What data were used: In their research, Pereira and their team use aragonitic coral skeletons to create records of strontium to calcium ratios and records of d18O and d13C in order to determine ancient environmental conditions of the ocean. They also used the coral’s skeletons to create the first ever d18O calibrations based on sea surface temperatures for the Porites astreoides coral species.

Methods: Pereira and their team collected Porites astreoides samples from the Rocas Atoll, located about 270 kilometers from the northeast coast of Brazil, because it is the only atoll present in Western region of the South Atlantic ocean. They collected series of sea surface temperature data for the region through the use of the NOAA pathfinder AVHRR between October 2012 and October 2013 and collected samples of P. astreoides coral from the atoll’s Cemiterio tide pool during July of 2013. The Porites samples were then cut into 5 mm thick samples and from those, carbonate samples were collected at .5 mm intervals.

The geochemical analysis of these coral samples was performed at the University of Copenhagen and involved the use of a Micromass IsoPrime mass spectrometer to measure the d18O and d13C isotopes. Coral Sr/Ca ratios were measured using a Perkin Elmer Optima 7000 DV ICP-OES and the samples were measured at a calcium concentration of ~10 mg/g.

Results: The researchers found that the two isotopes had abundance rates of 0.09‰ for d13C and 0.10‰ for d18O. They also discovered that the Sr/Ca ratios and isotope cycles displayed seasonality between 2001 and 2013. The Sr/Ca values for the coral varied between 8.86 to 9.15 mmol/mol and the mean value for the samples was 8.98 mmol/mol. d13C values for this research ranged from -1.38% to 1.05‰  with a mean value of 0.07‰ and the annual cycle for d13C contained the most positive d13C values in September and the most negative values in April or May. d18O values range from -4.26 to -3.69% and their mean value was -3.96‰. Unlike the d13C values, the d18O values were found to be  highly consistent overall, but there was a small increase in more-positive values during the years of 2006 and 2007.

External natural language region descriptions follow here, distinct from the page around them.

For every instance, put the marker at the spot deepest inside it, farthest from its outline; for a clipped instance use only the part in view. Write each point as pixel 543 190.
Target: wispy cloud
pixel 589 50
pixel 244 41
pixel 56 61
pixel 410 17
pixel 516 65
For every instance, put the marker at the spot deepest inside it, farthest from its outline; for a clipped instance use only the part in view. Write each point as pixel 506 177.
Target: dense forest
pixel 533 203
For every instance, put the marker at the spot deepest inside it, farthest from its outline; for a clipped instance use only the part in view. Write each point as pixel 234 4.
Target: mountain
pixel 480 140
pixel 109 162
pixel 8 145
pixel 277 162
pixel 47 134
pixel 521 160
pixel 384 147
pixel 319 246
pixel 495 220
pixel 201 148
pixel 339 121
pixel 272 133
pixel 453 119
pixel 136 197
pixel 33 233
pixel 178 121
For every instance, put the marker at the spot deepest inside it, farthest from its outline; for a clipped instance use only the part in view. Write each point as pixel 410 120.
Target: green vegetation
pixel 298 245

Graphs of data that indicate sea surface temperatures and other surface ocean conditions as obtained from the Porites corals.
The data collected from 2001 to 2013 using the Porites coral was plotted into graphs and includes data on d13C concentrations, d18O concentrations, Sr/Ca values, sea surface temperatures, and rainfall in millimeters. The d18O, Sr/Ca and SST data are all cyclical and contain peaks towards the beginning of years and low points during the middle of years. d13C is the only outlier because its peaks are in the middle of years while its low points are closer to the beginning of years. The highest amount of rainfall was recorded around the middle of 2007 and this peak correlates to one of the largest sea surface temperature dips and a dip in Sr/Ca and d18O.

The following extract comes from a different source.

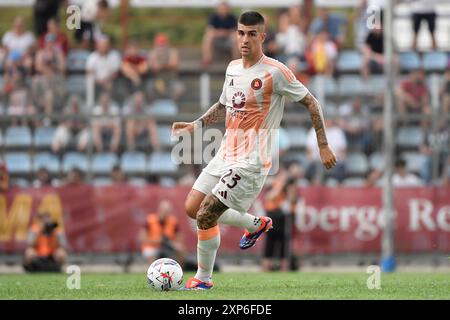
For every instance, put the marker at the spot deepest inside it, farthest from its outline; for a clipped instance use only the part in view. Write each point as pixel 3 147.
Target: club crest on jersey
pixel 256 84
pixel 238 100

Why is this study important? This study is incredibly important because knowing the cycles in d13C values and consistency of the d18O values allows us to begin piecing together the conditions where these coral skeletons formed. Pereira and their team’s research was also the first to relate these Porites astreoides values to sea surface temperatures, which will allow us to learn even more about, and maybe fully understand, the climate when these corals were formed. This study also creates links between d13C concentrations and sea surface temperature through the coral skeletons. By understanding the conditions under which these coral formed, we are able to understand climate cycles that have occurred within the Southern Atlantic ocean. Using that information, we may be able to interpret what the climate of this region was like in the past and what it may become in the future. 

Citation: Pereira, N. S., Sial, A. N., Frei, R., Ullmann, C. V., Korte, C., Kikuchi, R. K. P., … & Kilbourne, K. H. (2017). The potential of the coral species Porites astreoides as a paleoclimate archive for the Tropical South Atlantic Ocean. Journal of South American Earth Sciences77, 276-285.